Racconti nella Rete®

24° Premio letterario Racconti nella Rete 2024/2025

Premio Racconti nella Rete 2024 “La giraffa” di Marco Turella

Categoria: Premio Racconti nella Rete 2024

Fu mia madre ad accompagnarmi un sabato pomeriggio da don Angelino per il primo taglio di capelli di cui io abbia memoria.

Il suo negozio da barbiere, a due passi da piazza Navona, era riservato solo ai bambini, anche perché sarebbe stato difficile far salire un adulto, tipo mio padre, che all’epoca pesava centoquarantacinque chili, su uno degli animali che fungevano da poltrone per il taglio, simili a quelli delle giostrine a gettone che si trovano ancor oggi fuori da bar e supermercati. Gli animali di don Angelino erano però fissi, per ovvie ragione legate all’incolumità dei piccoli avventori.

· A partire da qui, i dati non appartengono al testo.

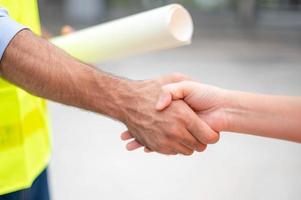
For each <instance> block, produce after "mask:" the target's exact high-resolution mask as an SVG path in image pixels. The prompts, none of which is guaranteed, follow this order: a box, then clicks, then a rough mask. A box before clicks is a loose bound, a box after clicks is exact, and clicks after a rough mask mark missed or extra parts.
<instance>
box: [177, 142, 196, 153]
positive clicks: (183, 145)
mask: <svg viewBox="0 0 301 200" xmlns="http://www.w3.org/2000/svg"><path fill="white" fill-rule="evenodd" d="M174 151H175V152H176V153H179V154H182V155H185V156H190V155H192V154H193V149H190V148H188V147H187V146H185V145H183V144H181V143H177V144H174Z"/></svg>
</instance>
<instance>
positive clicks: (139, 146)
mask: <svg viewBox="0 0 301 200" xmlns="http://www.w3.org/2000/svg"><path fill="white" fill-rule="evenodd" d="M140 147H143V146H142V145H141V144H140V143H139V142H138V141H137V140H133V141H131V142H129V143H127V145H126V149H127V150H128V151H134V150H136V149H139V148H140Z"/></svg>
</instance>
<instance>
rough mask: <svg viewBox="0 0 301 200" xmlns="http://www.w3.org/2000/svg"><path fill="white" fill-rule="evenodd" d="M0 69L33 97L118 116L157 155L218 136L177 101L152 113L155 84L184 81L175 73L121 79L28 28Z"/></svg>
mask: <svg viewBox="0 0 301 200" xmlns="http://www.w3.org/2000/svg"><path fill="white" fill-rule="evenodd" d="M79 48H80V47H79ZM0 72H1V75H2V77H3V78H5V79H7V80H8V81H10V82H12V83H14V84H16V85H17V86H19V87H21V88H24V89H25V90H27V91H28V92H30V93H32V94H34V95H37V96H40V97H44V98H47V99H50V100H53V101H57V102H61V103H63V104H66V105H71V106H76V107H79V108H83V109H87V110H90V111H94V112H97V113H101V114H105V115H107V116H111V117H113V118H115V119H118V120H119V121H121V122H123V123H125V124H126V126H127V127H128V129H129V130H130V131H131V133H132V135H133V136H134V137H135V138H136V139H137V141H139V143H141V144H143V145H144V146H147V147H148V148H150V149H151V150H154V151H157V152H160V153H164V154H176V153H182V154H186V155H190V154H191V153H192V152H193V150H198V151H202V150H204V149H205V147H206V145H205V144H207V143H212V142H215V141H216V140H217V139H218V134H217V133H215V132H214V131H213V130H211V129H209V128H208V127H205V126H204V124H203V122H202V121H201V120H199V119H198V118H197V116H196V115H195V114H194V113H193V112H192V110H191V109H190V108H189V107H188V106H187V105H186V104H185V103H184V102H182V101H179V102H176V103H174V104H173V105H172V106H171V107H170V108H169V109H167V110H166V111H165V112H162V113H159V112H156V111H155V109H154V105H155V102H156V98H157V96H158V94H159V91H160V87H161V86H162V85H163V84H167V83H171V82H177V81H181V80H183V79H184V78H183V77H181V76H178V75H174V76H167V77H164V78H161V79H156V80H149V81H130V80H125V79H121V78H118V77H115V76H113V75H110V74H107V73H105V72H102V71H100V70H96V69H94V68H93V67H91V66H89V65H87V64H84V63H81V62H79V61H77V60H76V59H74V58H72V57H71V56H69V55H68V54H66V53H65V52H63V51H62V50H60V49H58V48H56V47H55V46H53V45H52V44H50V43H49V42H47V41H46V40H44V39H42V38H39V37H37V36H35V35H34V34H33V33H32V32H30V31H29V30H23V31H21V32H19V33H18V34H17V35H16V36H15V37H14V39H13V40H12V41H11V42H10V43H9V45H8V47H7V49H6V51H5V53H4V56H3V58H2V60H1V63H0ZM204 132H206V133H210V134H209V135H208V134H207V135H205V136H204V135H203V133H204ZM191 134H192V135H194V136H192V135H191Z"/></svg>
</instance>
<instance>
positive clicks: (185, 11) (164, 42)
mask: <svg viewBox="0 0 301 200" xmlns="http://www.w3.org/2000/svg"><path fill="white" fill-rule="evenodd" d="M192 34H193V22H192V18H191V16H190V14H189V13H188V11H187V10H186V9H185V8H184V7H183V6H181V5H179V4H171V5H167V6H164V7H161V8H157V9H153V10H150V11H146V12H143V13H139V14H136V15H132V16H129V17H125V18H122V19H118V20H115V21H112V22H108V23H104V24H101V25H97V26H93V27H90V28H87V29H83V30H80V31H77V32H74V33H71V34H69V35H66V36H60V37H56V38H53V39H52V40H51V42H52V43H53V44H55V45H56V46H58V47H60V48H62V49H64V50H65V51H66V52H68V53H69V54H70V55H72V56H74V57H76V58H78V59H79V60H82V61H84V62H88V63H100V62H104V61H108V60H112V59H117V58H121V57H126V56H130V55H134V54H141V53H145V52H150V51H156V50H161V49H168V48H175V47H178V46H182V45H188V44H190V43H191V37H192Z"/></svg>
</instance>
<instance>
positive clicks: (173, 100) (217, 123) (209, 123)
mask: <svg viewBox="0 0 301 200" xmlns="http://www.w3.org/2000/svg"><path fill="white" fill-rule="evenodd" d="M225 93H226V91H225V90H223V89H221V88H218V87H214V86H210V85H205V84H201V83H198V82H193V81H182V82H179V83H174V84H168V85H165V86H163V87H162V93H161V94H160V97H159V100H158V102H157V104H156V109H157V110H164V109H165V108H167V107H168V106H169V105H170V104H171V102H172V100H173V101H174V100H183V101H185V103H187V105H189V106H190V107H191V108H192V109H193V110H194V111H195V112H196V114H197V115H198V116H199V117H200V118H201V119H202V120H203V121H205V122H206V123H207V124H208V125H209V126H210V127H211V128H212V129H213V130H215V131H217V132H220V131H222V130H225V127H226V126H227V117H226V115H225V110H224V105H225Z"/></svg>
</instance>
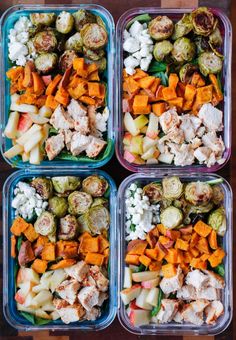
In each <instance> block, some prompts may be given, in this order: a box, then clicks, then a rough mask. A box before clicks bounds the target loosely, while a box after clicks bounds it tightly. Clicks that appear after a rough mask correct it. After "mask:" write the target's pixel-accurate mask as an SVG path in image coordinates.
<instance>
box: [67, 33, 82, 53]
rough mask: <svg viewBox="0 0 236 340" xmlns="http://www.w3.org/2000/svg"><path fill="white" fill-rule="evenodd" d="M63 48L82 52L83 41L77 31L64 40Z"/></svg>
mask: <svg viewBox="0 0 236 340" xmlns="http://www.w3.org/2000/svg"><path fill="white" fill-rule="evenodd" d="M65 50H73V51H75V52H82V50H83V41H82V38H81V35H80V33H79V32H77V33H75V34H74V35H72V36H71V37H70V38H69V39H68V40H66V42H65Z"/></svg>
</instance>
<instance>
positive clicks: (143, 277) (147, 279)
mask: <svg viewBox="0 0 236 340" xmlns="http://www.w3.org/2000/svg"><path fill="white" fill-rule="evenodd" d="M158 275H159V271H152V272H150V271H145V272H139V273H133V274H132V279H133V281H134V282H142V281H148V280H153V279H156V278H157V276H158Z"/></svg>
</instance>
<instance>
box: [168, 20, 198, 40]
mask: <svg viewBox="0 0 236 340" xmlns="http://www.w3.org/2000/svg"><path fill="white" fill-rule="evenodd" d="M192 29H193V23H192V16H191V14H184V15H183V17H182V18H181V19H180V20H179V21H178V22H177V23H176V24H175V27H174V32H173V34H172V37H171V38H172V39H173V40H177V39H179V38H182V37H183V36H185V35H187V34H188V33H189V32H191V31H192Z"/></svg>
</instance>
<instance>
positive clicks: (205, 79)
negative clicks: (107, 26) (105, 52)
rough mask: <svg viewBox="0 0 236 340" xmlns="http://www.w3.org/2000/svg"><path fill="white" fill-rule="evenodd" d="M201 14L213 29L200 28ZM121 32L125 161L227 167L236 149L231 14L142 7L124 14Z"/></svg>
mask: <svg viewBox="0 0 236 340" xmlns="http://www.w3.org/2000/svg"><path fill="white" fill-rule="evenodd" d="M201 15H202V16H203V17H205V19H206V21H207V22H208V24H209V26H208V29H209V31H208V32H205V31H204V27H199V26H201V25H199V23H198V17H200V16H201ZM213 26H214V27H213ZM216 27H217V28H216ZM164 28H165V29H166V31H165V32H164ZM205 29H206V28H205ZM210 31H211V32H210ZM213 31H214V34H212V32H213ZM116 37H117V41H116V43H117V73H118V78H117V79H118V80H117V111H118V114H117V120H116V124H117V143H116V154H117V157H118V159H119V161H120V162H121V164H122V165H123V166H124V167H126V168H127V169H129V170H130V171H134V172H144V171H150V170H155V169H169V168H174V169H179V170H180V171H189V170H191V171H193V172H194V171H195V170H194V169H199V170H200V171H204V172H213V171H217V170H218V169H219V168H221V167H222V166H223V165H224V164H225V163H226V162H227V161H228V159H229V157H230V153H231V123H230V122H231V44H232V30H231V24H230V22H229V20H228V18H227V16H226V15H225V14H223V13H222V12H220V11H219V10H218V9H211V8H208V9H207V8H205V7H204V8H202V7H200V8H198V9H196V10H191V9H157V8H152V7H150V8H146V9H143V8H142V9H141V8H135V9H131V10H129V11H127V12H126V13H124V14H123V15H122V16H121V17H120V19H119V22H118V25H117V30H116ZM222 56H224V58H223V57H222ZM208 61H209V64H208ZM210 64H211V65H214V66H213V67H212V68H211V67H210V66H209V65H210ZM216 98H218V99H217V100H216ZM211 115H212V119H211ZM217 116H218V118H219V120H218V119H217V118H216V117H217ZM216 120H218V123H219V125H218V126H216V125H214V124H215V123H216ZM218 123H217V124H218ZM209 138H210V140H211V142H212V141H213V140H214V143H213V144H215V145H216V144H217V145H218V148H217V151H216V149H215V148H214V147H213V144H211V142H210V143H209V141H210V140H209ZM210 144H211V145H210Z"/></svg>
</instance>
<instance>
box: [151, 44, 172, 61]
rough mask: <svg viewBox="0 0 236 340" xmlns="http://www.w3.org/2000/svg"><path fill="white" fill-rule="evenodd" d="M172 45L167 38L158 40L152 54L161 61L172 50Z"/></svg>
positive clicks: (157, 60) (157, 59)
mask: <svg viewBox="0 0 236 340" xmlns="http://www.w3.org/2000/svg"><path fill="white" fill-rule="evenodd" d="M172 48H173V45H172V44H171V42H170V41H169V40H163V41H159V42H157V43H156V44H155V46H154V49H153V56H154V58H155V59H156V60H157V61H162V60H163V59H164V58H165V57H166V56H167V55H168V54H170V52H171V51H172Z"/></svg>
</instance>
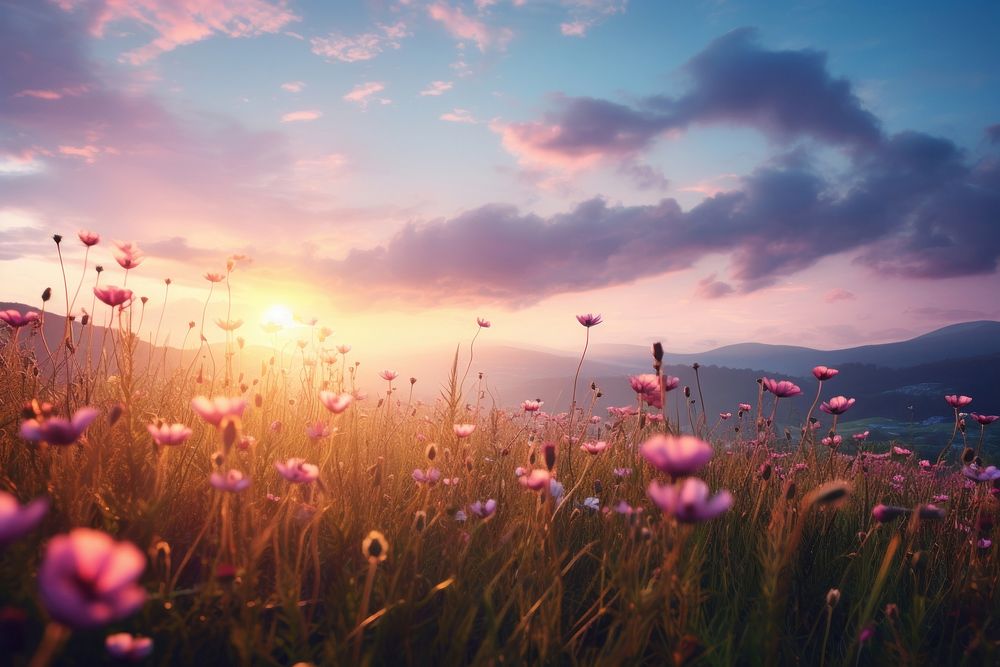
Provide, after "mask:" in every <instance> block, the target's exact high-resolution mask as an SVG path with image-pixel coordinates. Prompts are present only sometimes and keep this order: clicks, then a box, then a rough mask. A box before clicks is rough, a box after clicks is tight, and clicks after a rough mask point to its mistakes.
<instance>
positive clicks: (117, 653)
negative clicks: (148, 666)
mask: <svg viewBox="0 0 1000 667" xmlns="http://www.w3.org/2000/svg"><path fill="white" fill-rule="evenodd" d="M104 647H105V648H106V649H108V653H110V654H111V656H112V657H115V658H118V659H119V660H128V661H130V662H138V661H140V660H142V659H143V658H148V657H149V655H150V654H151V653H152V652H153V640H152V639H150V638H149V637H140V636H139V635H136V636H134V637H133V636H132V635H130V634H129V633H127V632H116V633H115V634H113V635H108V637H107V639H105V640H104Z"/></svg>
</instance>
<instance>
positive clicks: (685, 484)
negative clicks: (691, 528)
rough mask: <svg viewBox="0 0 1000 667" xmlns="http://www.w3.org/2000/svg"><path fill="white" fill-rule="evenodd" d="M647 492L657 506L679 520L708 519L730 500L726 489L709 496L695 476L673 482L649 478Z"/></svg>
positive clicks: (720, 511)
mask: <svg viewBox="0 0 1000 667" xmlns="http://www.w3.org/2000/svg"><path fill="white" fill-rule="evenodd" d="M647 492H648V493H649V497H650V498H651V499H652V500H653V502H654V503H655V504H656V506H657V507H659V508H660V509H661V510H663V511H664V512H665V513H667V514H669V515H671V516H673V517H674V518H675V519H677V520H678V521H680V522H682V523H697V522H701V521H709V520H711V519H714V518H715V517H717V516H719V515H720V514H722V513H723V512H725V511H726V510H728V509H729V508H730V507H731V506H732V504H733V497H732V495H731V494H730V493H729V492H728V491H720V492H719V493H717V494H715V495H714V496H709V489H708V484H706V483H705V482H703V481H702V480H700V479H698V478H697V477H687V478H685V479H684V480H683V481H681V482H679V483H677V484H660V483H659V482H656V481H653V482H650V484H649V488H648V489H647Z"/></svg>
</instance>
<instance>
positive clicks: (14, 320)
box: [0, 309, 41, 329]
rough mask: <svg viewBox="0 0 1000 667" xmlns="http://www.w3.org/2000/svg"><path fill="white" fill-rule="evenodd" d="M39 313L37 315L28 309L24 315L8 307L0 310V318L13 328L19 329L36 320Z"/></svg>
mask: <svg viewBox="0 0 1000 667" xmlns="http://www.w3.org/2000/svg"><path fill="white" fill-rule="evenodd" d="M40 317H41V315H39V314H38V313H37V312H36V311H34V310H29V311H28V312H26V313H25V314H24V315H22V314H21V313H20V311H17V310H14V309H10V310H0V320H2V321H3V322H6V323H7V324H9V325H10V326H11V327H12V328H14V329H20V328H21V327H24V326H27V325H29V324H31V323H32V322H37V321H38V320H39V318H40Z"/></svg>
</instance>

C’era un leone, un pony, una sorta di cammello, non si capiva bene – poteva essere anche un lama riuscito male – e poi c’era lei, la giraffa.

Allo zoo costringevo mio nonno a lunghe soste davanti al recinto dove due giraffe ci guardavano con sufficienza e per nulla stupite della nostra visita per il terzo sabato consecutivo. Ero impressionato dalla loro altezza, e seppur non mi sfuggiva quell’espressione un po’ intontita che le caratterizza, le ammiravo aspettando che tirassero fuori la lunga lingua blu, o che bevessero in quel modo buffo e complicato, divaricando le zampe anteriori per mantenere la testa alla stessa altezza del potentissimo cuore, altrimenti il sangue sarebbe arrivato al cervello come la fucilata di un cacciatore, mi spiegò mio nonno.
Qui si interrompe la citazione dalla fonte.